Farmer Vision

by Nic Olson

When I get to the farm I feel inept. Like a child putting shoes on the wrong feet. Like a man who doesn’t know the names of the different tips of screwdrivers. Even after leaving a provincial highway, with the pops and clinks of gravel on the floorboards, I become uncertain. Unable. Unknowledgeable. Unworthy. It sure feels right, but is like walking through lava on high heels. The farm makes me see myself for the stupid, ignorant, weak city boy that I am. Farmer vision. I put my straggly hair in a pony tail and embarrassedly talk about working at a clothing store and at a nightclub. I struggle through conversation, as more facetime with screens than human beings erodes the art of conversation. Pretty well useless.

Farms have always been a vacation location, a place to escape the city to enjoy machinery, burn chaff, ride horses, jump bales. My life has only experienced the farm without the hard work that makes the farm what it is. I envy such friends that own farms, or work on farms. Where real work is satisfying, physically and mentally.

In the city I always at least feel adequate. Like my lifestyle is decent, progressive, acceptable. But when I get to the farm, it is exposed as childish, not important, vain, passing. The city is where people go to die. My body deteriorates because I don’t believe in working out. If I could only work a job shovelling manure or driving combine, my mind would be at ease and my body would be in tune.

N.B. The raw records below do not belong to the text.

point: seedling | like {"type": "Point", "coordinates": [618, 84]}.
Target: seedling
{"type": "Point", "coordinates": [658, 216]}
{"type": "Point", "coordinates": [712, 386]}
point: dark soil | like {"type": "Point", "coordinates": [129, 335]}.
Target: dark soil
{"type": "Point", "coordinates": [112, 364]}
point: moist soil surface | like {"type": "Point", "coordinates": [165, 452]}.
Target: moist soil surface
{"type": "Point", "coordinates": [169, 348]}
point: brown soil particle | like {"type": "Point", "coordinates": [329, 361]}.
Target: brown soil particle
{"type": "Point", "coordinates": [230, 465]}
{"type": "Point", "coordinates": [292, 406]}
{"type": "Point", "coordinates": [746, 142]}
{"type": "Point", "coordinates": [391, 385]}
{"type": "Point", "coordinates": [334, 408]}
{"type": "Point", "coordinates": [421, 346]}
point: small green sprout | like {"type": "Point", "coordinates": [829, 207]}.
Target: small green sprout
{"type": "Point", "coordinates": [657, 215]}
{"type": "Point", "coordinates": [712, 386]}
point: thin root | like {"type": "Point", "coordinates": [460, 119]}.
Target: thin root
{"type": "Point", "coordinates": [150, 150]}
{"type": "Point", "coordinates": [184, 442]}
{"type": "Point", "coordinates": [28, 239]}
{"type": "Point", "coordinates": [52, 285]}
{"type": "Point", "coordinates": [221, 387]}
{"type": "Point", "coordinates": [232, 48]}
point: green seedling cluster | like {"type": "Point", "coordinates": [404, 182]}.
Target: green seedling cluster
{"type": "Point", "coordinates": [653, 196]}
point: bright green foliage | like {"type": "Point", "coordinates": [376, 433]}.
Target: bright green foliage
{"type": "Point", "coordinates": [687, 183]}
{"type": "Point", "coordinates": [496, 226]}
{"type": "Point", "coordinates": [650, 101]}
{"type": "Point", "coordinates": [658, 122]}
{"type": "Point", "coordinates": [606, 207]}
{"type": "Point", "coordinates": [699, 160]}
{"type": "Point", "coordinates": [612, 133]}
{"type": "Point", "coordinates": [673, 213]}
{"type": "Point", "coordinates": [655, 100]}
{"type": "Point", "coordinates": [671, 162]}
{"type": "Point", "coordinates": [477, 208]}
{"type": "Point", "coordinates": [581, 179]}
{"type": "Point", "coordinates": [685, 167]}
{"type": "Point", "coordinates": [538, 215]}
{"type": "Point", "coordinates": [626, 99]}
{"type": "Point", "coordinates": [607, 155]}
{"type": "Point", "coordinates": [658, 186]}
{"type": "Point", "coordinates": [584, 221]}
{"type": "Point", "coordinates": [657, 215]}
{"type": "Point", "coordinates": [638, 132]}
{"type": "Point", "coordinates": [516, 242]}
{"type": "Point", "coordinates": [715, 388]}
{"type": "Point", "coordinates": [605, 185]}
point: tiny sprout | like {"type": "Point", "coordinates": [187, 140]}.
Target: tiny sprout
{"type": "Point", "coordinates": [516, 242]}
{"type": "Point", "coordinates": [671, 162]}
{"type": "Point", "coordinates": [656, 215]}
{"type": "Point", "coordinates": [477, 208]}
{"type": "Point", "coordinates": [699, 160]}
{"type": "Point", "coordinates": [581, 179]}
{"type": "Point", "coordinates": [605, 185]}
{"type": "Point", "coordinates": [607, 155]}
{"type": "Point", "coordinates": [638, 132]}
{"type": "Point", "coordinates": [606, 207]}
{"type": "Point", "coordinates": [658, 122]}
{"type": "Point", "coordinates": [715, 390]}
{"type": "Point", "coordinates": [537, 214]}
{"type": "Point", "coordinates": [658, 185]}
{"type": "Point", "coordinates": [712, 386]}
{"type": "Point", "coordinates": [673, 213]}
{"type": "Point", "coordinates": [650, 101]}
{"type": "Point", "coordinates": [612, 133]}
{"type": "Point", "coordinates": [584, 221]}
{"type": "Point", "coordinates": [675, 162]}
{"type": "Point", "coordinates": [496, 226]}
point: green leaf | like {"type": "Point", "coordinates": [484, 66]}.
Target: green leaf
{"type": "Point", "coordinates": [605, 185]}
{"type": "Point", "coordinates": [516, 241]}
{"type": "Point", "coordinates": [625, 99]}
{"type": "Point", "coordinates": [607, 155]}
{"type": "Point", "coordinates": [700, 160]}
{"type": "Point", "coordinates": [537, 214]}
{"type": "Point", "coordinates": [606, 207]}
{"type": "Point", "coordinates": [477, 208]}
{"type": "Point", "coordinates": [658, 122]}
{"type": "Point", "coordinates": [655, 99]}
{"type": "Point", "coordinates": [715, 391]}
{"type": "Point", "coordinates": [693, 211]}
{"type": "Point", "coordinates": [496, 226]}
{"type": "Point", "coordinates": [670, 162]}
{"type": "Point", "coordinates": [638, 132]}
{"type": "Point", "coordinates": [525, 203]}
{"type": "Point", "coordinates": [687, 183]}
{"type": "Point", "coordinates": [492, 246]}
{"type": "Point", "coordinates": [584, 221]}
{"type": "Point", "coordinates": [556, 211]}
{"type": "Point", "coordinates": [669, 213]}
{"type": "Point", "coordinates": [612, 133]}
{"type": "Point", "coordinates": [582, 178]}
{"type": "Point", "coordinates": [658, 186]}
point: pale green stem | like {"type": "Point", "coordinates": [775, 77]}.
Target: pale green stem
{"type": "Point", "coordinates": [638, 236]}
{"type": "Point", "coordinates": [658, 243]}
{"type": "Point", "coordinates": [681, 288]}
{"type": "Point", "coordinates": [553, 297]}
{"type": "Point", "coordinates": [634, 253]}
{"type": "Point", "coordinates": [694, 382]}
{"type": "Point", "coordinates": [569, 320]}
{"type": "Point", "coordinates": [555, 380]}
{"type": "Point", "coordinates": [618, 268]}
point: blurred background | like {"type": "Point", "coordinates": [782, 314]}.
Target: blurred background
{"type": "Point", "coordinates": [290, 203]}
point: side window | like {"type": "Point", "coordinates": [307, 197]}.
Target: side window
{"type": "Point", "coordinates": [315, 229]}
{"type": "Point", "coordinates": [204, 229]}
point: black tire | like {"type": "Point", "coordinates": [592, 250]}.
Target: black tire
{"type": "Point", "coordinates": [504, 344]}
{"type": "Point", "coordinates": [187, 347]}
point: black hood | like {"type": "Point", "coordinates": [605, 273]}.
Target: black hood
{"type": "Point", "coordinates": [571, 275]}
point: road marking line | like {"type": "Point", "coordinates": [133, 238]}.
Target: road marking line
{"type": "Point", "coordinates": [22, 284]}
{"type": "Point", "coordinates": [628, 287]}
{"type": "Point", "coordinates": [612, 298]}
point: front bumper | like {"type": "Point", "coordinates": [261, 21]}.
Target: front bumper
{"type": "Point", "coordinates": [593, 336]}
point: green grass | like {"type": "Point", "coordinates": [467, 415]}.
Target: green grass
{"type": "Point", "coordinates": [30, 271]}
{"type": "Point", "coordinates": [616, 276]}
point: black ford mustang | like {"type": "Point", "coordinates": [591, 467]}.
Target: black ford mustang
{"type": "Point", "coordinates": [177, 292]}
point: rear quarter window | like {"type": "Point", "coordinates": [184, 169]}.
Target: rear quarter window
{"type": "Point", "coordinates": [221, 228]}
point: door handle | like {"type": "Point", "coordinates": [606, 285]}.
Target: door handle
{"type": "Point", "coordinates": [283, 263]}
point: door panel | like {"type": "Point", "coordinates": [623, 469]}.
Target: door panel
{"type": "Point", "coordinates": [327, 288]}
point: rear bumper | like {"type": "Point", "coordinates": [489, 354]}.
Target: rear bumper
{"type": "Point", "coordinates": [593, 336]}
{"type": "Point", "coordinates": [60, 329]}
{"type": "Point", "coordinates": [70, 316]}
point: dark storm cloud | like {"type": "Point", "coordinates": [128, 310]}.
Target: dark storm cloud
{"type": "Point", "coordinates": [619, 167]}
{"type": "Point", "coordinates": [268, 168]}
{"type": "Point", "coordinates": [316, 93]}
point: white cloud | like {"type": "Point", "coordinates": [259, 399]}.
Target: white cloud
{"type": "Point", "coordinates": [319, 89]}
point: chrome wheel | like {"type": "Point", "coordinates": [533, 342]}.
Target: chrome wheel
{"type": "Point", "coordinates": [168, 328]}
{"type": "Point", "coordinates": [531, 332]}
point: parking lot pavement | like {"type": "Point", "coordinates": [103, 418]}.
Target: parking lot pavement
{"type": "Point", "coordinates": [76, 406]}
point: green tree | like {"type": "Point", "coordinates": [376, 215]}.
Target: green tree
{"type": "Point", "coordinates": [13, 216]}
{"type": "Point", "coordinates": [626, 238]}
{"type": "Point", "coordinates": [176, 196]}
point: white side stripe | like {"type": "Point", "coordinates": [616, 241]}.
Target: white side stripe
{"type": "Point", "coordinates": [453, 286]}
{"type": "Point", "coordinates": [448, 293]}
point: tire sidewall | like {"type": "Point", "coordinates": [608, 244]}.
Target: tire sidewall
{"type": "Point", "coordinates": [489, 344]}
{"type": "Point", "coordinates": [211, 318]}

But I know the farm is in me somewhere. Grandpa left the farm and moved to the city but kept the mind of a farmer, the frugality, the work ethic, the stubbornness, and passed it on to his grandkids. So this summer I will be a city-farmer. I will plant vegetables and hope for them to grow. I will water them with rainwater and hope not to drown them. I will pick weeds and hope not to ignorantly, pick the vegetables accidentally. I will try not to fuck up, and if I do, I will fix it. Or forever resign to my fate as a useless city boy.

I can break out of this someday. I will be a farmer someday.